For me, the task was to unite my worlds under a larger unified framework, if there was such a thing. ​ That umbrella, which I fashioned into a model and process. is comprised of practices and techniques which lead to empowerment and freedom. Simple, and yet wildly comprehensive. In our material lives, we are concerned about ensuring our security and our success. We do that by engendering clarity and level-headed thinking, anticipating needs and events, gaining control and advantage, improving efficient decision-making, and becoming more fluid in reacting to the inevitable challenges that arise.
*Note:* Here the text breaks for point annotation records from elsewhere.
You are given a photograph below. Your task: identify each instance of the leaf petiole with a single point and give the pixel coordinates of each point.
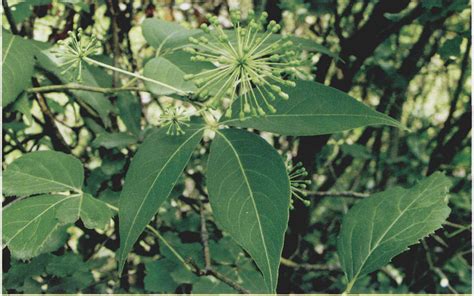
(138, 76)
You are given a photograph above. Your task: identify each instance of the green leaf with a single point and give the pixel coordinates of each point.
(113, 140)
(65, 265)
(30, 226)
(153, 172)
(162, 70)
(158, 276)
(382, 226)
(432, 3)
(211, 285)
(166, 35)
(17, 65)
(43, 172)
(249, 192)
(93, 212)
(20, 271)
(313, 109)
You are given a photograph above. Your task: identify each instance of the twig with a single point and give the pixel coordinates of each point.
(228, 281)
(338, 193)
(190, 265)
(75, 86)
(9, 16)
(115, 41)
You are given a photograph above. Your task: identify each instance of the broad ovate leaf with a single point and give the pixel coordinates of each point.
(166, 35)
(30, 226)
(94, 213)
(249, 192)
(43, 172)
(153, 172)
(385, 224)
(312, 109)
(172, 77)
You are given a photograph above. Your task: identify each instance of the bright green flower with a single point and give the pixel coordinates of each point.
(174, 118)
(249, 64)
(298, 184)
(73, 50)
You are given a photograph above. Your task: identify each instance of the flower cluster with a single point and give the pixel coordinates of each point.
(250, 63)
(297, 184)
(174, 118)
(73, 50)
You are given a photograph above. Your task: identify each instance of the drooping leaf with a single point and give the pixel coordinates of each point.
(384, 225)
(164, 71)
(30, 226)
(65, 265)
(17, 65)
(93, 212)
(19, 271)
(249, 192)
(152, 175)
(113, 140)
(43, 172)
(166, 35)
(313, 109)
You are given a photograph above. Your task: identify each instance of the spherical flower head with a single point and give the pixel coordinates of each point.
(298, 182)
(73, 50)
(174, 118)
(250, 64)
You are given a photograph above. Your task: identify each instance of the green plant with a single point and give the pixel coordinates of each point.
(247, 77)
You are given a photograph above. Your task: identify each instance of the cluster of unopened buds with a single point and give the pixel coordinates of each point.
(250, 64)
(73, 51)
(298, 184)
(175, 118)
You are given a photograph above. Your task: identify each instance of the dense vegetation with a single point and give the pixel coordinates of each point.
(236, 146)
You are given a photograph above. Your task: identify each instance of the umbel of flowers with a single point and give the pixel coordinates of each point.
(250, 64)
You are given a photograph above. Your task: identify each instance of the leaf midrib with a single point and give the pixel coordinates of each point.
(377, 244)
(48, 180)
(149, 190)
(7, 51)
(253, 203)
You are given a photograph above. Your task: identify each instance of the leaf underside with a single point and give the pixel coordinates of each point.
(43, 172)
(249, 193)
(382, 226)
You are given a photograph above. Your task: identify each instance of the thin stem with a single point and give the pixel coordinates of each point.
(75, 86)
(100, 64)
(349, 286)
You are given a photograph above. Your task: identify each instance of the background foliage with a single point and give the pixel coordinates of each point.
(407, 59)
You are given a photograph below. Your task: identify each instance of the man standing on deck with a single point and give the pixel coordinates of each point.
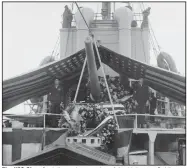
(141, 96)
(55, 101)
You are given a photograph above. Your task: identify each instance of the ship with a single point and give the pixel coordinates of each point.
(101, 54)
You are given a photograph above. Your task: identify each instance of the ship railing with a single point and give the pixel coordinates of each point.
(147, 121)
(99, 16)
(140, 121)
(38, 120)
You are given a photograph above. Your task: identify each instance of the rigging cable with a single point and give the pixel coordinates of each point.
(82, 16)
(111, 102)
(152, 31)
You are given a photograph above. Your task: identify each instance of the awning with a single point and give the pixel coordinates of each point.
(37, 83)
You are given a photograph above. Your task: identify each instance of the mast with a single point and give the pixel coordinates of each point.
(106, 10)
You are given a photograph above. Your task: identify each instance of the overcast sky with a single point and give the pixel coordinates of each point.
(30, 31)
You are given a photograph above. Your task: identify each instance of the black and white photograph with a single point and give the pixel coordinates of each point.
(93, 83)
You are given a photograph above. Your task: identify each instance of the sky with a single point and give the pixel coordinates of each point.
(30, 31)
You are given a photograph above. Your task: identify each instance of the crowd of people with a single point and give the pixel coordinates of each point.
(135, 97)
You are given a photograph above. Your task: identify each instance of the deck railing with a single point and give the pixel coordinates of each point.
(125, 121)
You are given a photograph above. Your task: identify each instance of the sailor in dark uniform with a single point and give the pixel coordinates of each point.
(55, 101)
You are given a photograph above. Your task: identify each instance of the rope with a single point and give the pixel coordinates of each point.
(101, 69)
(82, 16)
(111, 102)
(152, 30)
(67, 41)
(80, 78)
(55, 45)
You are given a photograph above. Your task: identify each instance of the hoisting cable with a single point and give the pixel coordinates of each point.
(80, 78)
(152, 31)
(143, 45)
(55, 45)
(102, 69)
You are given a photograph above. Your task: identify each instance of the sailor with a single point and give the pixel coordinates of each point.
(55, 101)
(67, 17)
(153, 101)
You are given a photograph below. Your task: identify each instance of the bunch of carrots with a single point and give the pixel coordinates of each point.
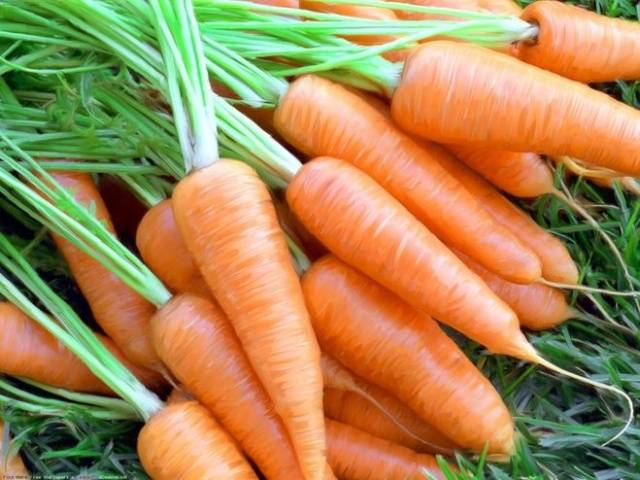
(290, 312)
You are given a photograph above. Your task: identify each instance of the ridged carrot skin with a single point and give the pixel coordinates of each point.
(519, 174)
(13, 467)
(246, 263)
(337, 377)
(184, 441)
(557, 264)
(538, 306)
(455, 93)
(580, 44)
(471, 5)
(505, 7)
(359, 11)
(163, 250)
(119, 310)
(365, 227)
(355, 410)
(356, 455)
(360, 133)
(382, 339)
(30, 351)
(194, 339)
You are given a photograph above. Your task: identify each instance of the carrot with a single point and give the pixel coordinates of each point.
(538, 306)
(188, 426)
(461, 94)
(357, 132)
(195, 340)
(245, 262)
(519, 174)
(32, 352)
(356, 455)
(556, 261)
(355, 410)
(163, 250)
(178, 395)
(380, 338)
(11, 466)
(364, 226)
(337, 377)
(279, 3)
(359, 11)
(581, 45)
(504, 7)
(471, 5)
(119, 310)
In meditation and other mindfulness practices, we focus on dispelling any illusions we can discern, enhancing intuition, increasing energy, supporting personal empowerment, and loosening any rigid grasp on anything limiting. ​These are not dissimilar practices, and the common root causes leading to any desired results are all about uplifting consciousness and shifting awareness – by understanding and managing our energy.  That’s the name of the game – discerning what causes and conditions lead to greater clarity and insight, and seeing that the opportunities for that exist in every aspect of our lives. Whether you call it Maya, or Samsara, or the Holodeck, or the Matrix – its very existence is for us to use to grow and evolve, with as many opportunities for that as there are individual moments themselves – if we reframe it that way. Exploring all this is my interest. I help companies (and their people), and people (and their companies), and mostly just individuals who are interested, to see the demands and facets of their lives, and the many tools we all have access to, in a more integrated and leverageable way. Ideally, and with the right perspective, we can see how everything in our lives can in turn serve everything else.

HOW

It takes effort in both the esoteric and material aspects of our lives to succeed. But each effort does spill into and impact the other – if we frame it all in an integrated fashion. We can empower ourselves by using classic spiritual practices and techniques to improve our material lives, and by using our life’s challenges and goals to inform and advance our esoteric efforts. As my Tibetan teacher used to often say, “Same as same.” Having been largely trained in Tibetan Buddhist practices, I naturally draw from them. But it’s more about framing them in a broader range of situations, or just making sense in that broader framework. On the one end of this broad spectrum there are techniques that facilitate letting go and being more aware. On the other end are techniques which lead to improved focus, willfulness, and intent. In the middle, where they meet, is balance and equanimity, freedom. Collectively, all of this leads to increased insight, sustained self-empowerment, and the spiraling up of consciousness. Every activity of your life, sought after or not, welcomed or not, but leveraged with the right tools, is potential fodder for that larger evolutionary process.